One of the important ways that a bankruptcy filing protects a debtor is by giving him the ability to “avoid” judicial liens against his property, a process which cannot be accessed outside of bankruptcy. This process works as follows:

As noted above, a debt owed to an unsecured creditor is discharged through bankruptcy. When the debt is unsecured, that unsecured creditor has no claim upon the real estate or other property of the debtor. If, however, the unsecured creditor files a lawsuit and obtains a judgment and lien against that debtor prior to a bankruptcy filing, that judgment is a lien upon the debtor’s property. All liens against a debtor’s property survive the bankruptcy – unless they are successfully “avoided”.

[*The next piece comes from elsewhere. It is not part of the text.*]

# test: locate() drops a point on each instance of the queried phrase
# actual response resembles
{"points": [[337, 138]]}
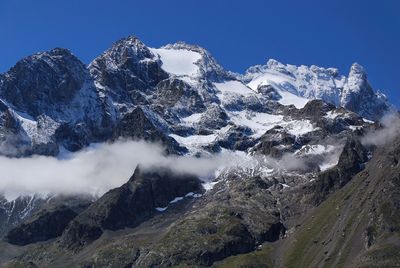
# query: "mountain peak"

For example, consider a debtor with a $100,000.00 house and a $90,000.00 mortgage. He has $10,000.00 in equity in his home. If he also owes a credit card lender $10,000.00 and that lender gets a judgment lien against him for that amount, that judgment becomes a lien on the real estate, secondary to the mortgage. Now the debtor has no remaining equity. If the debtor then sold his home for its $100,000.00 value, he would have to pay the mortgage as well as the judgment lien from the proceeds and so would receive nothing at the sale.

If that same debtor filed for bankruptcy prior to the sale of his home, he could file a Motion with the Bankruptcy Court to “avoid” the credit card company’s lien. He is able to do this in order to protect the exemptions which Section 522 of the Bankruptcy Code gives debtors in their property. If a judicial lien – such as one obtained through a lawsuit – impairs one of the exemptions provided by the Bankruptcy Code, a debtor has the right to have that lien avoided – or lifted.

Since the debtor is provided an exemption in his real estate, the lien “impairs” that exemption and it can be avoided. Once the lien is avoided, the debt is now simply an unsecured debt; the lien created by the judgment no longer exists. After having the lien avoided, if the debtor later sold his property for its $100,000.00 value, he would receive the $10,000.00 in equity.

In order to make sure that any liens that can be avoided are addressed, it is important that every debtor give their attorney all possible information concerning any lawsuits which have been filed against him. Often, however, due to stress and other factors, a debtor may not be aware of a lien. A bankruptcy attorney may perform a search of court records as well as the debtor’s credit reports to uncover any judicial liens that would be subject to lien avoidance. The attorney may then file a motion with the court, notify the creditor to allow them to answer the motion, and obtain an order from the Bankruptcy Court avoiding the lien. This order is then presented in the state court where the lien is recorded so that the lien is stricken.

Since liens survive a bankruptcy filing, if the avoidance motion is not timely filed, a debtor may find he is forced to pay a previously unsecured creditor even after his discharge. In certain instances, if the debtor is discharged without the Avoidance Motion being filed, he can request that his case be re-opened to allow for the filing of the motion.